In June, Lehto's research got a boost when she was awarded a National Science Foundation Doctoral Dissertation Improvement Grant, making her the first student in DU's Department of Biological Sciences to receive the award. She'll now be able to take her three-spined stickleback fish research to the next level, looking at epigenetics – modifications to DNA that are independent of changes in genetic code and that may influence gene expression.

Evolutionary biologists love to study stickleback as the fish, which are found widely across the northern hemisphere, serve a model organism for shedding light on the genetic changes involved in adapting to new environments. Researchers have documented the details of sticklebacks' elaborate breeding behavior and have even sequenced their genome.

Lehto, who works in Professor Robin Tinghitella's lab, is looking at how exposure of stickleback parents to predators affects the mating decisions of female offspring who've never encountered predators themselves.

Whitley Lehto
"Work like this can give us some insight into the future of populations in the face of human-caused environmental change.” Whitley Lehto Department of Biological Sciences

"The research is unique in that no other study has integrated the independent contributions of both mothers’ and fathers’ own experiences on offspring characteristics, and none have looked at offspring mate choice," Lehto says.
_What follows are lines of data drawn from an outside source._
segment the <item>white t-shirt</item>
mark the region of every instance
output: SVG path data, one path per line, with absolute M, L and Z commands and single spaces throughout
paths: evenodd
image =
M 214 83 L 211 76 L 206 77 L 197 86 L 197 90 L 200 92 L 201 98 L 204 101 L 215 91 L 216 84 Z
Stickleback have a well-characterized breeding system. Males build nests and attract females to those nests with a courtship dance and bright red coloration on their throats. Females lay eggs, after which the males guard the nests and care for the young.

To carry out her experiment, Lehto exposes males and females to a predator simulation during the breeding process, while also breeding control groups not exposed to a predator simulation

Females who are exposed to predators become less likely to actively pursue males for courtship, she's found, while males exposed to predators spend less time guarding their nests.

The fact that parents modify their behavior in the presence of predators may influence the mate choices of their offspring, according to Lehto. Her preliminary data show that female offspring of fathers exposed to predators avoid males with brighter red throats – a quality that might attract unwanted attention from predators.

The next step in her research is to look at epigenetics – specifically, how environmental stressors on parent fish, such as exposure to predators, could change their offspring’s gene expression on a molecular level and mate choice on a behavioral level. In short, the life experiences of the parent fish, in addition to their genetics, could shape their offspring’s mating behavior.

"Work like this can give us some insight into the future of populations in the face of human-caused environmental change,” Lehto says. “When the environment changes rapidly, sometimes adaptation from evolution cannot keep pace, but epigenetic changes are a way that populations can respond positively without changes to their DNA.”

Lehto was first introduced to stickleback research while working as a research assistant at Michigan State University as an undergrad. "There are certain topics that you hear about in courses and cling to, and when you gain some experience in research, it’s hard not to be curious and start asking your own questions," she says. "This is a fun study because nobody has ever done it."